March 27, 2007

A “Quick Fix for Misbehavin’ Kids” ?

The "Fiction" of a Quick Fix?

Ever since I began teaching parenting skills almost 30 years ago, one of the most common fallacies that I have encountered is the mistaken idea in the heads of so many parents that there is some great “Quick Fix” for raising kids that are well behaved, self-assured and well adjusted. There is no short cut! Raising kids who are self-assured, well adjusted, self-directed and well behaved requires that parents make permanent and reasoned changes in the way that parents relate to their children!

Just Like Fad Diets

In the same way that fad diets help people to lose weight, only to regain it immediately; “Quick-Fix” parenting techniques usually result in failure to bring about long-term and meaningful changes in the behaviors of children.

The key to making the Parenting with Dignity Program (or any other parenting program) work lies in permanently changing the manner in which parents communicate with and relate to their children! In our program there are assignment sheets that go with each lesson. To make the program work in your family and in your community, every parent in class must do the assignments with their own children during the week between classes. There is no short cut.

There Will Be Difficulties!

Then, after actually doing the assignment, in class the following week, the parents must begin class by discussing the results of their attempts at using the skills taught in the last lesson. It is obvious to me after years of working with parents that there will be some difficulties in these attempts at changing family interaction and family communication. Most often the parents in the class will find that they learn more from the things that they try and that don't work than they learn from the things that do work! In the process of correcting the things that don’t work they will be internalizing their own skills and thoughts.

Permanent Change Is the Real Time-Saver!

In addition, many classes find that as their class reaches the second week, the discussion takes so much time that they postpone some or all of class two in order to discuss the results from the first lesson.
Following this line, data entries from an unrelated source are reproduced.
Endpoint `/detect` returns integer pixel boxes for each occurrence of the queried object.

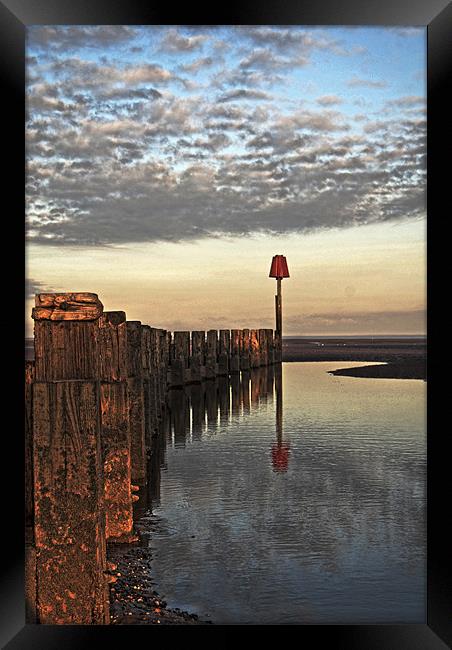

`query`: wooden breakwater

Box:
[25,293,281,624]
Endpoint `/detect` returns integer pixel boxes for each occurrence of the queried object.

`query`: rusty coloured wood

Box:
[33,381,109,625]
[218,330,231,377]
[149,327,160,436]
[190,331,206,382]
[126,320,143,377]
[171,332,190,388]
[265,329,275,366]
[34,320,100,381]
[25,361,36,623]
[240,329,250,370]
[159,330,171,410]
[206,330,218,379]
[32,293,103,321]
[127,321,147,485]
[259,329,268,366]
[99,311,136,541]
[32,294,109,624]
[250,330,260,368]
[218,377,230,422]
[100,381,133,541]
[99,311,127,381]
[141,325,152,448]
[231,330,241,374]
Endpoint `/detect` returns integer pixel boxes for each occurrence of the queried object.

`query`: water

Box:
[143,362,426,624]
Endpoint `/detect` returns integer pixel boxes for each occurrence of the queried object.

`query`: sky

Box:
[25,25,426,336]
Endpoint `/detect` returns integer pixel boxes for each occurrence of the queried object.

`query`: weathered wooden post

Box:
[250,368,260,406]
[149,327,161,438]
[171,332,190,388]
[269,255,290,363]
[240,329,250,371]
[218,377,230,422]
[99,311,137,541]
[25,361,36,623]
[259,329,268,366]
[159,330,171,400]
[168,388,190,447]
[265,329,275,366]
[190,331,206,382]
[218,330,231,377]
[32,293,109,625]
[141,325,152,448]
[206,330,218,379]
[126,320,147,485]
[250,330,261,368]
[230,330,240,374]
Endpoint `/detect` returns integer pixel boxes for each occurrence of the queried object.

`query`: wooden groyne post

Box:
[32,293,109,624]
[99,311,133,541]
[126,321,147,485]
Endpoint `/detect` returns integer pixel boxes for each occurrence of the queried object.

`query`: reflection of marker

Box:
[272,366,290,472]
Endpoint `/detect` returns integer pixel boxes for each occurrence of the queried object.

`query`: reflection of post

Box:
[250,368,259,406]
[190,383,205,440]
[240,371,250,413]
[218,377,229,422]
[169,388,190,447]
[231,373,240,415]
[272,365,290,472]
[206,381,218,427]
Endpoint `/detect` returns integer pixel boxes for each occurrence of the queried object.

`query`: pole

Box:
[275,278,282,339]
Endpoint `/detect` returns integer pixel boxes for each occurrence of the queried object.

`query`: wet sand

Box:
[282,337,427,381]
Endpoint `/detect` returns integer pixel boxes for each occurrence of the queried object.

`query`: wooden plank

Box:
[190,330,206,382]
[250,329,260,368]
[218,330,231,376]
[32,292,103,321]
[231,329,241,373]
[100,381,133,541]
[259,329,268,366]
[33,381,109,625]
[265,329,275,366]
[25,361,37,623]
[34,320,100,381]
[206,330,218,379]
[99,311,127,381]
[127,377,147,485]
[240,329,250,370]
[126,320,143,377]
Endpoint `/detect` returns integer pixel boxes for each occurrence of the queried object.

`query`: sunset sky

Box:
[25,26,426,336]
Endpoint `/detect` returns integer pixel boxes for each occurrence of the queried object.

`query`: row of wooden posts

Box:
[25,293,281,624]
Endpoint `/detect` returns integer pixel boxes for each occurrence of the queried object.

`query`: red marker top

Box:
[268,255,290,278]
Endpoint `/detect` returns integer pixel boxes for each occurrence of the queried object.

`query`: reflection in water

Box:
[138,362,426,624]
[272,366,290,472]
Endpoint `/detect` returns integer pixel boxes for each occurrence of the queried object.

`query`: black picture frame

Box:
[0,0,452,650]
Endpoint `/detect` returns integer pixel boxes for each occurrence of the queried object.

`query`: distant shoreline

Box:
[282,336,427,381]
[25,336,427,381]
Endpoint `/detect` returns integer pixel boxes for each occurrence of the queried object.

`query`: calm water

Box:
[143,362,426,624]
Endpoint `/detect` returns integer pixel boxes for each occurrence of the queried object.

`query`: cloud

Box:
[347,77,388,88]
[317,95,343,106]
[26,26,425,246]
[25,278,56,298]
[217,88,271,102]
[160,29,208,53]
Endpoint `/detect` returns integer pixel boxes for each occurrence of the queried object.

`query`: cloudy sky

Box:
[26,25,426,335]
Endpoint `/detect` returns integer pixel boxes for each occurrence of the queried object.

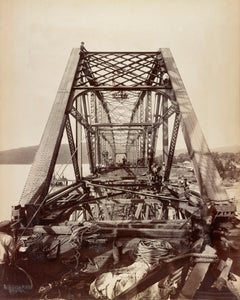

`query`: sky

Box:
[0,0,240,151]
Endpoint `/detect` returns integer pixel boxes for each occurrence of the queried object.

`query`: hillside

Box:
[0,143,240,164]
[0,144,88,165]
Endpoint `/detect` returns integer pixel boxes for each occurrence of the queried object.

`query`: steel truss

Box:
[13,44,238,299]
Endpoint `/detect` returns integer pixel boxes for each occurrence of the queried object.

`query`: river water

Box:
[0,164,89,221]
[0,164,240,221]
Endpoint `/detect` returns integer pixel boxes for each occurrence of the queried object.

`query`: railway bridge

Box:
[9,43,237,299]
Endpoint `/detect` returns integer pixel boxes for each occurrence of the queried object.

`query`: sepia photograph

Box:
[0,0,240,300]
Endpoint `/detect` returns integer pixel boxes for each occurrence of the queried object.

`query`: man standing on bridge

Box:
[0,221,14,295]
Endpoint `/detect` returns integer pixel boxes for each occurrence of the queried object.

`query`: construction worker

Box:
[0,221,14,293]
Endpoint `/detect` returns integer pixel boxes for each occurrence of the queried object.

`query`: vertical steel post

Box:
[162,96,168,165]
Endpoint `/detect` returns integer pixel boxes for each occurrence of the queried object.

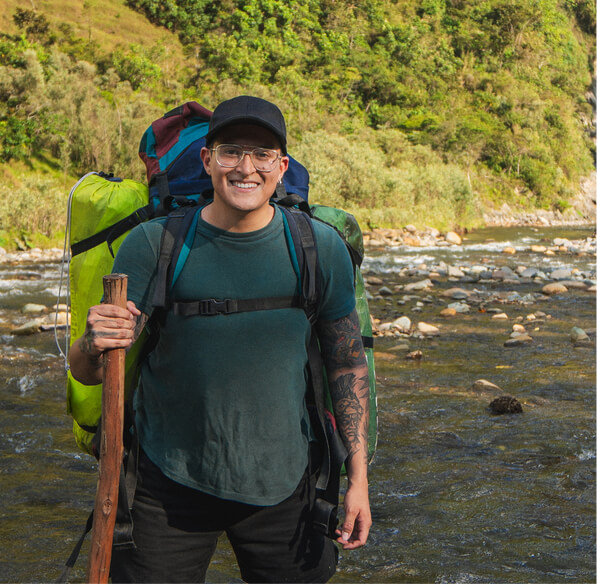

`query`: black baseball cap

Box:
[205,95,286,154]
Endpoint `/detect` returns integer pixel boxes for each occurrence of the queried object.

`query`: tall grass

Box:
[0,175,68,249]
[293,130,479,229]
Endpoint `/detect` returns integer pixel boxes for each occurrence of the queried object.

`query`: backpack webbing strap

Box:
[70,204,155,257]
[172,296,302,316]
[307,332,348,539]
[152,206,200,308]
[280,207,319,324]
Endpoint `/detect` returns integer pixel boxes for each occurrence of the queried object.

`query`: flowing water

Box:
[0,228,595,584]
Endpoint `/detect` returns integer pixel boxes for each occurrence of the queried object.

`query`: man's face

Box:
[201,124,288,212]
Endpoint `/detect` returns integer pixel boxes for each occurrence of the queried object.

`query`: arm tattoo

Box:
[330,373,369,458]
[317,311,369,459]
[317,310,367,367]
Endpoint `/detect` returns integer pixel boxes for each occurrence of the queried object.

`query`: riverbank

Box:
[0,221,596,584]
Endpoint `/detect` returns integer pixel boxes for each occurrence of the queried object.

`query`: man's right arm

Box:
[69,301,148,385]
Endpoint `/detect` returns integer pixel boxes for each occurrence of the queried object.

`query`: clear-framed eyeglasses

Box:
[211,144,281,172]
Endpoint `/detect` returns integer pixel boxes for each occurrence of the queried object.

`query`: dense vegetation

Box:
[0,0,595,248]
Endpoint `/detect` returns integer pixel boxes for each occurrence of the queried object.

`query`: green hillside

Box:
[0,0,595,245]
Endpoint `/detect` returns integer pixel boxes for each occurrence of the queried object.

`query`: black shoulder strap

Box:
[152,205,201,308]
[280,207,320,324]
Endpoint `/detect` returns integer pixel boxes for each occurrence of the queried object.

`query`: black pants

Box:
[111,452,337,583]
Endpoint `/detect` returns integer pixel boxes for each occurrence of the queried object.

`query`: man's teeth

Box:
[232,181,257,189]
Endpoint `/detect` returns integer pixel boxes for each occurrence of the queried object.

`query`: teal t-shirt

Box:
[114,209,355,505]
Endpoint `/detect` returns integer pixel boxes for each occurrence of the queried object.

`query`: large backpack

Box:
[59,102,377,548]
[61,102,377,458]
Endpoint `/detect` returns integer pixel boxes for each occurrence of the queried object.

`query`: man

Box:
[70,96,371,582]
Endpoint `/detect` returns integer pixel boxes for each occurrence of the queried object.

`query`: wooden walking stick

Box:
[87,274,127,584]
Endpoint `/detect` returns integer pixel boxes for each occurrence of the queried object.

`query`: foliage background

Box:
[0,0,595,245]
In doing this they may find that it takes longer to complete the course, but... in the long run the permanent changes that they make will ultimately save time as they move into using what they have learned in their lives with their children.

The key to changing the behavior of children lies in the ensuing weeks, months, and years. The changes that parents make in their thinking, actions, and behavior must become permanent. There is no short cut to permanent change. The new way of thinking and acting must become a way of life.

Now, over the months and years, parents will save lots of time for themselves if they take the time to permanently change their behavior early in their lives as parents but there is no short cut to that saving of time. A child who is taught to feed herself with regard to acceptable manners and a well balanced diet will be much easier to live with at seventeen. Ther will be a considerable saving of time over the years, but it si not a quick fix. Once the idea of appropriate manners and eating healthily is well established in both the mind of the parent and child, it will only take occasional reminders and reinforcement spaced over time to maintain the desired behavior in later stages of maturation and development.

Remember this simple adage: “It takes no more time to develop a good habit than it takes to develop a bad habit!” However, there is one thing to remember about bad habits… to erase a bad habit takes lots of time; and then… you still must spend more time to develop a new and desirable habit. If there is a “Quick Fix” to use in raising children it lies in making permanent changes and developing good habits as early a possible! Often, it takes more time to teach children the desired behavior at the very beginning; but if you start immediately developing good habits in your children those behaviors will last a lifetime!

Now, if you have waited until your kids are in their teens to begin to teach effective decision making skills, it may take more time to develop the good habits in your children; but, every day that you put off starting means that it will just take that much longer when you actually do begin!

In closing, what I am saying is that the only “Quick Fix” for effective parenting lies in starting right now, TODAY, to make permanent change!

The quick fix in parenting lies in not waiting to start making permanent change!